Welcome to SENSIS, the web presence of Utrecht University’s Islamic sensory history research project! Our aim is to write a cultural history of the senses in the Islamic world, from the emergence of Islam in the 7th century CE to the 20th century. Our approach to Islamic sensory history is premised on the assumption that sensory perception is not only a physical but also a cultural act. Inspired by the ‘sensory turn’ that has enriched many areas of the humanities and social sciences in recent years, we are interested in exploring how different historical, geographical, social, and intellectual contexts determined the ways in which Muslims across the Islamic world experienced and understood sight, sound, smell, taste, and touch. In short, how are we to conceive of the Islamic sensorium, past and present? In seeking answers to this question, our research team hopes to establish and consolidate a novel research paradigm for studying the history of Islam and the larger Muslim world.

Focusing on the early centuries of Islamic history, phase 1 of this project, “The Senses of Islam,” ran from 2017 to 2022 and resulted in the publication of the multi-author handbook Islamic Sensory History, Volume 2: 600-1500 (Brill: Leiden-Boston, 2024, OPEN ACCESS). It was funded by a European Research Council Consolidator Grant (project number 724951).
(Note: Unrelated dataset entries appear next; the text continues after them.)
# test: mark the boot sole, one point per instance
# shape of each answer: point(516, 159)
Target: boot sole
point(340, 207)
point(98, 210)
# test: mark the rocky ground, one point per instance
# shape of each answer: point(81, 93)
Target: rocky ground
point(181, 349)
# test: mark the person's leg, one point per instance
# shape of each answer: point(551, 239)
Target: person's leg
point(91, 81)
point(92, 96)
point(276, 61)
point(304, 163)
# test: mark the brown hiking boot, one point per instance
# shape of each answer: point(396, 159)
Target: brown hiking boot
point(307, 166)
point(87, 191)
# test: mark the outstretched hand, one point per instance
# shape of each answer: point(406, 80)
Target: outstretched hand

In phase 2, “Rosewater, Nightingale, and Gunpowder” (2023-2028), we focus our attention on the three early modern empires often referred to as the “gunpowder empires”: the Ottoman Empire (c. 1281–1924), the Safavid Empire (c. 1501–1722) and the Mughal Empire (c. 1526–1858). Funded by the Dutch Research Council’s Vici Grant, phase 2 will lead to the publication of the multi-author handbook Islamic Sensory History, Volume 3: 1500-2000 (Brill: Leiden-New York, forthcoming, OPEN ACCESS).

By stressing the sensory dimensions of Islamic history, our research project hopes to shed light on an understudied but essential aspect in the history of Muslim societies. Thereby, we aim to challenge common assumptions about Islam and Islamic culture, such as the idea of a ‘great divide’ between the sensory cultures of Europe and the Islamic world. In addition, we hope that our work will also enable a fresh appraisal of the non-Muslim imagination of the Orient and of Islam as the negative foil – or variously, the inspirational counterpart – of the allegedly objective, rational, and disembodied West.